OTEANDO
El obligado amor de Plácida y Ruperto
Sentía hacia él una suerte de admiración de esas que reclama la gratitud, la gratitud nacida de una deuda muy especial, una de esas deudas que no se pueden confesar ni intentar pagar públicamente, porque lo dejan a uno mal parado en su propia estima y mucho peor en la ajena. Le agradecía haberse fijado en ella -aun fingidamente, una sola ocasión y por cumplido-, por saberse grotesca en su figura, incapaz de provocar la admiración física y mucho menos espiritual o psicológica de un hombre. Se reconocía insufrible en la intensidad de sus movimientos, lo intrigante de su mejor conversación, la ausencia de gracia de sus gestos, en fin, en esa particular excentricidad que le había acompañado desde siempre, siendo ella la única que no sabía (si bien sospechaba) de modo concluyente las razones de su compulsivo proceder y habiendo llegado a maldecir la hora de su nacimiento en sus tristes noches de retiro y soledad, en las que las cavilaciones se antojan del desvelo y lo persiguen de modo cruel hasta lograrlo, sin más resistencia, porque quien lo padece busca sin éxito la manera de vencerlo y termina abandonándose a él como el ratón desiste de intentar la huida ante la recurrente atrapada del gato en el jugueteo anunciante del seguro y funesto engullimiento.

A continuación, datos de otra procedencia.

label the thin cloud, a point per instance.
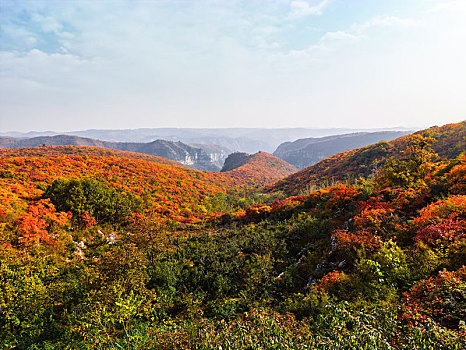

De manera que para él en modo alguno aquella admiración podía interpretarse como enamoramiento, porque venía envuelta en la quididad de aquella pobre mujer y, por tanto, se hacía manifiesta con el desagradable sello personal que enturbiaba su amarga existencia, todo lo cual descartaba, en la más amplia extensión de la palabra, la posibilidad de que, aun bajo los efectos alucinantes de la mejor (o peor) bebida, se decidiera por un arriesgado lance, que con seguridad devendría natimuerto en el equivocado desenfreno.
Pero, como contra el destino no hay quien pueda, éste los unió tras el naufragio de una pequeña embarcación de turismo local en la que coincidieron. Las gélidas aguas los empujaron como únicos sobrevivientes hacia un promontorio insular deshabitado. La noche era oscura y el tiempo inclemente. Teniéndose solo el uno al otro sus cuerpos se buscaron instintivamente contra el frio y ocurrió el disfrute de lo inesperado, y la carne sirvió al verbo.
Al amanecer se vieron tímidamente, uno con vergüenza, y la otra, con la ineludible nostalgia que ya comenzaba para nunca más dejar de ser.